Databases 12 min read

Why OceanBase’s AI Database Is More Than Just a Vector Store

The article analyzes how OceanBase’s new AI‑native database tackles the data‑layer challenges of autonomous agents by introducing logical tables, multi‑modal storage, Fork DB sandboxes and lake‑warehouse integration, arguing that the product’s value lies beyond simple vector retrieval.

AI Programming Lab
AI Programming Lab
AI Programming Lab
Why OceanBase’s AI Database Is More Than Just a Vector Store

When building AI agents, developers often encounter unanswered questions about state persistence, fault‑tolerant continuation, and concurrent data modifications, which the author observes are fundamentally data‑layer problems rather than model limitations.

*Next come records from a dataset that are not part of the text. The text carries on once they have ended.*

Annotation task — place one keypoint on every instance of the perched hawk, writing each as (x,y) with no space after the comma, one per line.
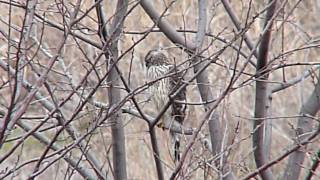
(158,66)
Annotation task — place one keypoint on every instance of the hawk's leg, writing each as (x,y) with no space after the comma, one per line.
(161,125)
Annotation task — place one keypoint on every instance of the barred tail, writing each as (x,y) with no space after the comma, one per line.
(176,146)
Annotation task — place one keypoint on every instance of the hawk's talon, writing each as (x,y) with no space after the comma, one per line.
(161,125)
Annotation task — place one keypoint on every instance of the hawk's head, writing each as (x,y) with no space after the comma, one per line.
(156,58)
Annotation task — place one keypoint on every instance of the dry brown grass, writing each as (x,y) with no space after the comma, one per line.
(237,107)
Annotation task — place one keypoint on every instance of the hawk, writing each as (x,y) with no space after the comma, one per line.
(158,66)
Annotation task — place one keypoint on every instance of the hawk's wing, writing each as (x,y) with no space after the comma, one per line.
(178,108)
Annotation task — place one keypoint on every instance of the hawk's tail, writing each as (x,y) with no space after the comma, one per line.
(176,145)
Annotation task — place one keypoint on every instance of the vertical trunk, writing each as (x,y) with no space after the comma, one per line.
(261,97)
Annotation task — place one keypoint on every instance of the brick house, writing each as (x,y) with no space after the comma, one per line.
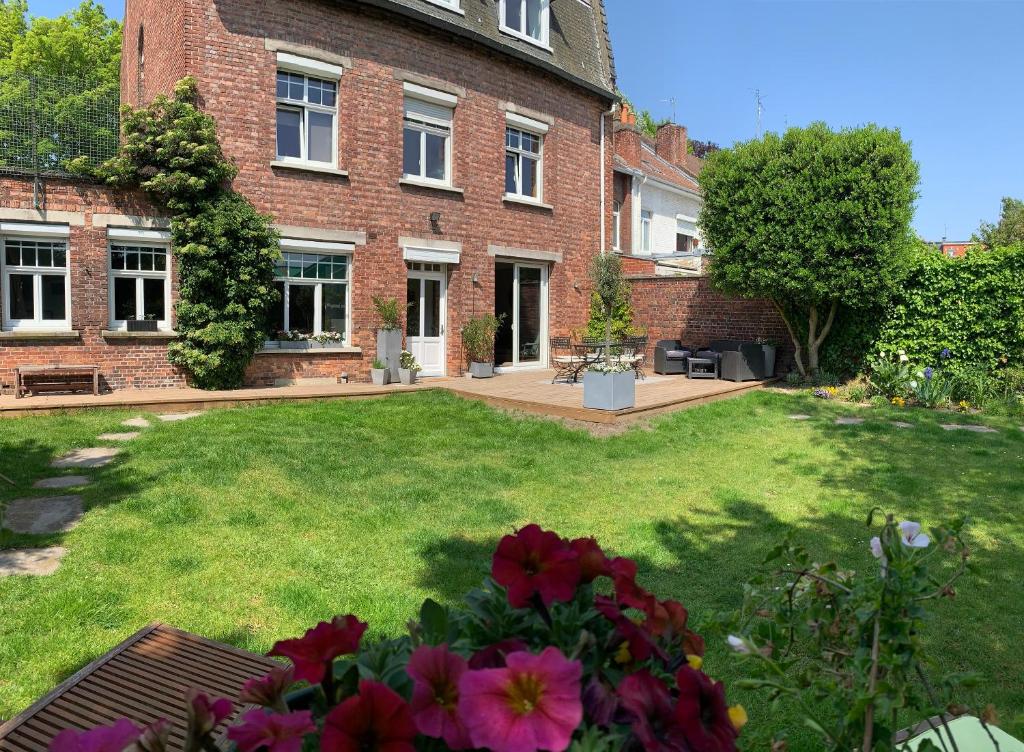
(453,154)
(656,200)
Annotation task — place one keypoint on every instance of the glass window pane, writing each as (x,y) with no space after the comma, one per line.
(511,161)
(321,137)
(124,298)
(22,301)
(411,153)
(513,14)
(436,147)
(289,126)
(153,299)
(53,297)
(300,307)
(333,315)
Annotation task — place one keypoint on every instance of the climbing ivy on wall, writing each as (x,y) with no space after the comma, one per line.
(223,248)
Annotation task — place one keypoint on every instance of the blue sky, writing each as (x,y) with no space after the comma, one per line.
(946,73)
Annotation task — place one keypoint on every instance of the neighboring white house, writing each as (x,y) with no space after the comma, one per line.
(657,199)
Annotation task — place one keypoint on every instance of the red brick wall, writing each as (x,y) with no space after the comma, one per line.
(687,308)
(237,81)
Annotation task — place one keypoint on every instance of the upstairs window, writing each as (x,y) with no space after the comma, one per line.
(525,18)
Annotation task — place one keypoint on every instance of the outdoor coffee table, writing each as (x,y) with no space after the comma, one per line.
(701,368)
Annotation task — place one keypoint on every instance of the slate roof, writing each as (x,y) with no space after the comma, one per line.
(581,47)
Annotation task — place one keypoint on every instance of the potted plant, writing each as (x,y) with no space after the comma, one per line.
(478,342)
(608,385)
(408,368)
(389,333)
(380,373)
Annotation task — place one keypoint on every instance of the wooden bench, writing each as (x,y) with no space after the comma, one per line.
(36,379)
(143,678)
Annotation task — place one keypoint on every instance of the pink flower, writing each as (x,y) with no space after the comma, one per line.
(536,561)
(532,704)
(272,732)
(375,720)
(114,738)
(313,653)
(435,674)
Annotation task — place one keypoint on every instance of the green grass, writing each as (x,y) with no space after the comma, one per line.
(251,525)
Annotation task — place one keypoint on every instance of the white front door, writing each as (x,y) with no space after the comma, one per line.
(426,295)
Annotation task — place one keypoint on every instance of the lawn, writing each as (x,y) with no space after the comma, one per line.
(251,525)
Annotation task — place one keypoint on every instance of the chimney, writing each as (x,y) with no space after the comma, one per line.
(671,143)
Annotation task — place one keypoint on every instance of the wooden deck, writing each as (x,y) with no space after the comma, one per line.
(144,678)
(531,391)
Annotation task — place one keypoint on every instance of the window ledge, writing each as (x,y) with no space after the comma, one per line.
(125,334)
(513,199)
(427,183)
(309,167)
(43,334)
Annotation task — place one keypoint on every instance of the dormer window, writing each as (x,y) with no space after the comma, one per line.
(526,19)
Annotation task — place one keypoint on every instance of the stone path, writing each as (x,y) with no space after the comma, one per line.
(31,560)
(39,516)
(126,436)
(92,457)
(61,482)
(173,417)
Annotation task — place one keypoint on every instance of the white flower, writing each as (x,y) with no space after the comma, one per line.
(738,644)
(911,536)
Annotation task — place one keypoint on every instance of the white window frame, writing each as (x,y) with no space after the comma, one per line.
(425,124)
(323,249)
(308,69)
(44,234)
(143,239)
(521,33)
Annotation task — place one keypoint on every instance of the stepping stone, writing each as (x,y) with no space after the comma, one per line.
(966,427)
(37,516)
(126,436)
(174,417)
(31,560)
(92,457)
(61,482)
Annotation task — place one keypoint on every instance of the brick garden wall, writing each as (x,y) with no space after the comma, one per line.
(687,308)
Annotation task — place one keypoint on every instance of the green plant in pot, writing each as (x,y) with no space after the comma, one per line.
(611,383)
(389,333)
(478,342)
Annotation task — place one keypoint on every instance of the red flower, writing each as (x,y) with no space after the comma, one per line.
(103,739)
(702,714)
(435,674)
(272,732)
(532,704)
(313,653)
(536,561)
(646,699)
(269,691)
(375,720)
(495,656)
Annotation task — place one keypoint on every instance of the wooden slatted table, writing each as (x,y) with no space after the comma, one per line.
(143,678)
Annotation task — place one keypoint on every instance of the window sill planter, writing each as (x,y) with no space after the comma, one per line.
(609,390)
(481,370)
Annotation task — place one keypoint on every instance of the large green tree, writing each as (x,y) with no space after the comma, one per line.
(1010,230)
(812,220)
(59,85)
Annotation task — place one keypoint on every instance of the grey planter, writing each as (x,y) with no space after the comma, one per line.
(481,370)
(609,390)
(389,349)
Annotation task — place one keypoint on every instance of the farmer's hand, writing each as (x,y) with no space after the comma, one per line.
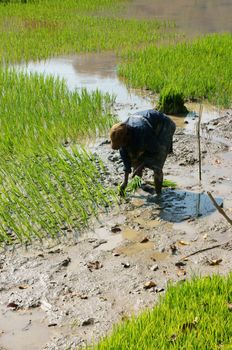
(138,171)
(122,189)
(124,184)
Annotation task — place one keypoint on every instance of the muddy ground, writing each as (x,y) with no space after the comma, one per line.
(64,294)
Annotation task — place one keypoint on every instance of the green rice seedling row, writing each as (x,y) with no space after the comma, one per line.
(199,70)
(192,315)
(47,179)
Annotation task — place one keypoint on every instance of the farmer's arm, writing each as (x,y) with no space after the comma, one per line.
(126,167)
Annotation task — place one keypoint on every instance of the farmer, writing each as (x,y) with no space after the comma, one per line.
(144,141)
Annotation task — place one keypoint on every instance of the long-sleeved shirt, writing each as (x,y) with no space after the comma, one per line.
(150,138)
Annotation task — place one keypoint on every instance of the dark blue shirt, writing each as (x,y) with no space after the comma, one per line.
(145,130)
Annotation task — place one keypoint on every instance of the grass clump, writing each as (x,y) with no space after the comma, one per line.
(48,28)
(171,102)
(200,69)
(195,315)
(47,180)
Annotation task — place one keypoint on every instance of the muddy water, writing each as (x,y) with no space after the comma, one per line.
(94,71)
(99,71)
(25,329)
(191,16)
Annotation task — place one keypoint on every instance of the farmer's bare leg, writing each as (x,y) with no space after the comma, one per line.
(158,180)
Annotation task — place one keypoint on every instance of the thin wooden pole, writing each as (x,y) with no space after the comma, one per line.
(219,208)
(199,140)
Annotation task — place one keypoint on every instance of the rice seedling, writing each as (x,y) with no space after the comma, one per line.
(200,69)
(47,179)
(193,315)
(41,29)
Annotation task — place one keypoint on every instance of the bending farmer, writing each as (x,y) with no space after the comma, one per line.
(144,141)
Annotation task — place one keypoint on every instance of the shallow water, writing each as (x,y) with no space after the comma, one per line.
(99,71)
(191,16)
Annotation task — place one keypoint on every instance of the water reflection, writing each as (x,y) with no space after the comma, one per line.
(177,205)
(93,71)
(98,71)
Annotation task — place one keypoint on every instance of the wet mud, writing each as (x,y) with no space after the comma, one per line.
(68,293)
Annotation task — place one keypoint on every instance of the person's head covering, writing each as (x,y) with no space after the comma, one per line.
(118,135)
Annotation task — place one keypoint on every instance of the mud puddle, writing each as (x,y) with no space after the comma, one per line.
(99,71)
(192,17)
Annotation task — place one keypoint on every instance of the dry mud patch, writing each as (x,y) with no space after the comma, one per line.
(64,294)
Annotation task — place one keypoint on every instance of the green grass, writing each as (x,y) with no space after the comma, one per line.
(48,28)
(200,69)
(193,315)
(47,179)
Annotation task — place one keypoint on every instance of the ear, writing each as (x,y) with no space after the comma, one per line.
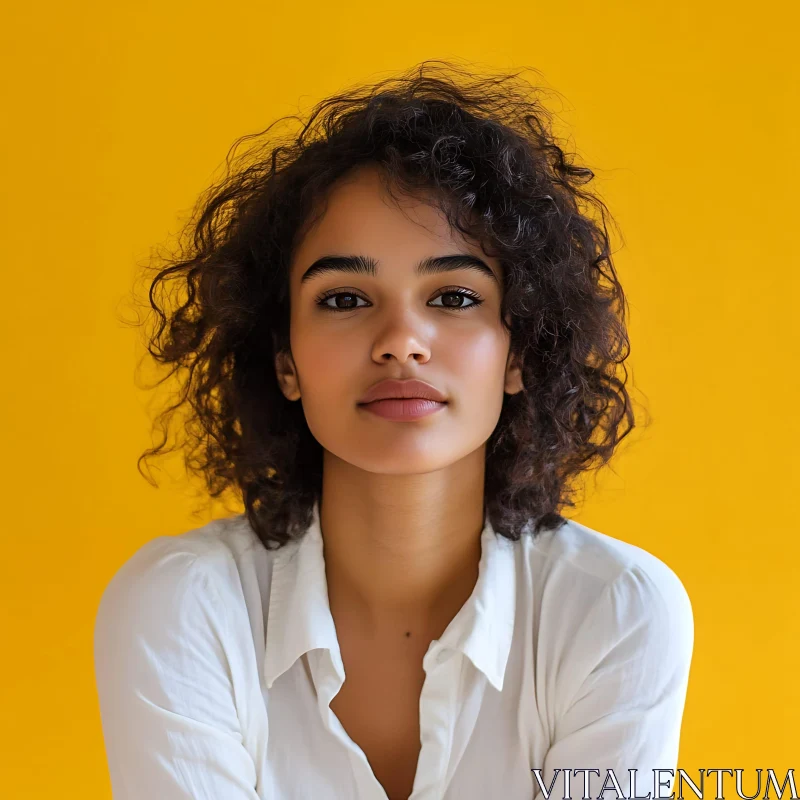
(286,373)
(513,382)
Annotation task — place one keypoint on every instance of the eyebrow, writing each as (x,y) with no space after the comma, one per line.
(364,265)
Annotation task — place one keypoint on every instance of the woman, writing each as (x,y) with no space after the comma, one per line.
(399,334)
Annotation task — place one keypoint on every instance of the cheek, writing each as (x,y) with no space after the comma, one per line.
(326,365)
(480,354)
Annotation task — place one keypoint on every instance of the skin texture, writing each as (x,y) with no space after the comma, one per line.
(402,502)
(402,506)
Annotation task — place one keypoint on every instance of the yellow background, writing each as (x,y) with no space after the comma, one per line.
(117,115)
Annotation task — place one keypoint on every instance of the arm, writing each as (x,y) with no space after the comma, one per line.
(621,699)
(164,683)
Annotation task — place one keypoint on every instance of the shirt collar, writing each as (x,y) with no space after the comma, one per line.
(299,615)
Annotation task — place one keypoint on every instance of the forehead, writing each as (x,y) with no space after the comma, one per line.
(359,215)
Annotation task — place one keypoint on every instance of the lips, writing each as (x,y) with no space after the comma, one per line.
(402,389)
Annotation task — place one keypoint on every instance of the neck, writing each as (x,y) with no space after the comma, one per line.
(401,551)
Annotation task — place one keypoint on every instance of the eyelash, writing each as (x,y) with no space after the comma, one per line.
(476,299)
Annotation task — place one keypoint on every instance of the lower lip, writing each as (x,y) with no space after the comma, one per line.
(402,410)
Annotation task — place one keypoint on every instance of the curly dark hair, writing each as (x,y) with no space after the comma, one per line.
(484,143)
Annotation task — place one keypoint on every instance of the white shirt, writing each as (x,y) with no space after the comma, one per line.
(216,661)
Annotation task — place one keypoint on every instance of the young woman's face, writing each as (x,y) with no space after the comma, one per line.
(350,330)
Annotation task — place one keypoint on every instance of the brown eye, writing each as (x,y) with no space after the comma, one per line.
(348,304)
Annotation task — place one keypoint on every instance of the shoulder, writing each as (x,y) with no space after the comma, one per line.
(599,601)
(584,563)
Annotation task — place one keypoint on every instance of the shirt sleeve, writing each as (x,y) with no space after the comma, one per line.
(166,693)
(622,691)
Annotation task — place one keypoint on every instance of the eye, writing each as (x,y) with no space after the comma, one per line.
(455,302)
(462,294)
(352,299)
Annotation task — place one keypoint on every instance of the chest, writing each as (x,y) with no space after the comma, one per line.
(378,706)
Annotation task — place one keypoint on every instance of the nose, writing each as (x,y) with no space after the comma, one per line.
(402,337)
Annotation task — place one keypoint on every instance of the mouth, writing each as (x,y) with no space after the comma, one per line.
(403,409)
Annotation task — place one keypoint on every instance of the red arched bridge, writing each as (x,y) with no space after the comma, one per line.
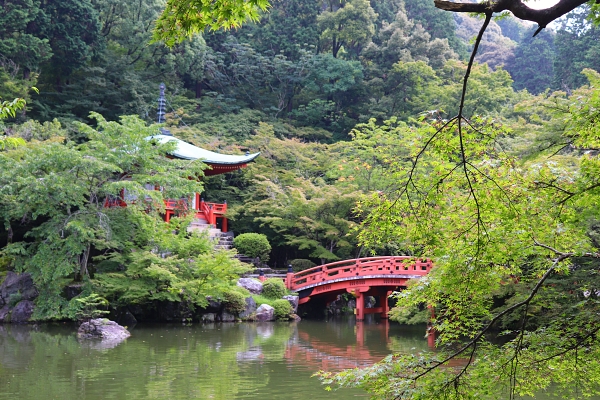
(371,276)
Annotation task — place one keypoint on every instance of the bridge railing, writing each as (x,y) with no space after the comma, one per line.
(355,268)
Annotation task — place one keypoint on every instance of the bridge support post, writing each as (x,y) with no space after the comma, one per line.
(385,308)
(289,277)
(360,306)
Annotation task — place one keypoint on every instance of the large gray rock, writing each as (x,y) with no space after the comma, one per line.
(22,312)
(293,300)
(15,284)
(226,317)
(250,308)
(102,328)
(265,313)
(208,317)
(252,285)
(5,314)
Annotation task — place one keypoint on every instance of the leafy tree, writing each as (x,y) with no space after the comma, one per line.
(532,68)
(19,44)
(273,288)
(53,200)
(253,245)
(577,47)
(438,24)
(181,19)
(350,26)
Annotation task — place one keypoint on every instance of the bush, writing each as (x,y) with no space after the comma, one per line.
(300,264)
(274,288)
(234,302)
(253,245)
(283,309)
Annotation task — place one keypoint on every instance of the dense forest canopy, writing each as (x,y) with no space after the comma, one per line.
(353,106)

Agent Pressure on Traditional Databases

OceanBase’s recent AI‑database announcement, labeled as a “lake‑warehouse‑integrated AI database,” is built on three layers: the Lakebase engine, the DataStudio governance workspace, and the natural‑language DataPilot agent. The key insight is that the shift from human users to autonomous agents changes database usage patterns dramatically.

According to Gartner, by 2028 more than one‑third of enterprise‑software interactions will be performed by agents. This creates two major pain points:

Scale: Ant Group’s “Lingguang” and “MiaoSi” platforms host tens of millions of tiny applications, each with only a few hundred rows per table. Managing millions of small databases either incurs prohibitive cost (one DB per app) or forces a shared large table with messy isolation.

Trial‑and‑error: Agents such as Ant Group’s health‑assistant “A‑Fu” require continuous evaluation without contaminating production data, demanding fast, isolated data clones for each test branch.

OceanBase addresses scale with logical tables : each agent sees an independent table, while the engine maps them onto a shared physical table that remains idle until accessed, enabling massive numbers of tiny databases at low cost.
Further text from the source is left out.